Merlin a magician at survival

Well, it is more instinct than magic. A telling story all the same. —Editor.

Merlin, a wild horse, survived Hurricane Florence in quarantine on lands owned by the National Park Service. Photo courtesy of Kathy Knight/Foundation for Shackleford Horses.
Merlin, a wild horse, survived Hurricane Florence in quarantine on lands owned by the National Park Service. Photo courtesy of Kathy Knight/Foundation for Shackleford Horses.

Outer Banks horse left alone in pasture may have had to swim to survive hurricane

Cross-posted from the Charlotte Observer

Written by Mark Price

A mystery has emerged in the telling of how the Outer Banks’ wild horses survived Hurricane Florence.

Instincts dating back five centuries compel the feral mustangs to either huddle on high ground — butts to the wind — or seek refuge in the maritime forest during storms, say experts.

But news has come of a Shackleford Banks horse named Merlin who was fenced in an “inundated” quarantine site during the storm, according the Foundation for Shackleford Horses.

“Given the condition of the site, Merlin was likely in deep water during part of the storm.
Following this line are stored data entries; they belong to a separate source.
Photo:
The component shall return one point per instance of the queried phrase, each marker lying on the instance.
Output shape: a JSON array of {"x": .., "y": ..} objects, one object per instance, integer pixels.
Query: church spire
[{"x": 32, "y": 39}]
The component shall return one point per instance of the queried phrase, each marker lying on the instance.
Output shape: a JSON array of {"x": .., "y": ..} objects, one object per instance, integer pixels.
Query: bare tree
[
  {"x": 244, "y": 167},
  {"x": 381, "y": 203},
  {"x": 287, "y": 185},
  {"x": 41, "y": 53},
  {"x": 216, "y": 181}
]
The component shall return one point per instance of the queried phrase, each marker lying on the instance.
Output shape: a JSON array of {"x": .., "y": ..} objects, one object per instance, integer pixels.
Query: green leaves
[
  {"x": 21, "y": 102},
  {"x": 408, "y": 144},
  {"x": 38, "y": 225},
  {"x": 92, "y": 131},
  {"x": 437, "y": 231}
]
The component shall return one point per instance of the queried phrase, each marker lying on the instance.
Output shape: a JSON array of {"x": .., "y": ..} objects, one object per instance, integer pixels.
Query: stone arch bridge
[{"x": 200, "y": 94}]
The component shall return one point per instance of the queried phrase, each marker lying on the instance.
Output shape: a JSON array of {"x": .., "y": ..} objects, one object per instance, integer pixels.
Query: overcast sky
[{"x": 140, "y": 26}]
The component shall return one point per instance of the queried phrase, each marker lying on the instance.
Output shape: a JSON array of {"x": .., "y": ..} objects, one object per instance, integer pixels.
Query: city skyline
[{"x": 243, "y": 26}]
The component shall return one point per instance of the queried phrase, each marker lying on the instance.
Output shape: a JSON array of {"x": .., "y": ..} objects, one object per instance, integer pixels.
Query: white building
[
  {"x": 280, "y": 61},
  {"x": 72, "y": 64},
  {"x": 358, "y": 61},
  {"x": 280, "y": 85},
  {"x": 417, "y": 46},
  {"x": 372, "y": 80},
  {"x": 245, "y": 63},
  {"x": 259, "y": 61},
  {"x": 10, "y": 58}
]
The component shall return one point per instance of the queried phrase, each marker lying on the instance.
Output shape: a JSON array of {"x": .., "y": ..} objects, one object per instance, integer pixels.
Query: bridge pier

His water trough was full of salt water,” she said, noting two volunteers hiked an hour through mud and debris to find him.

“Candidly, (we) anticipated they would be much more likely to find Merlin’s body than Merlin himself. But despite the fact that the barn was destroyed and much of the fencing was covered with debris and even laying down in some areas, there was Merlin, prick-eared, bright-eyed, and happy to greet them.”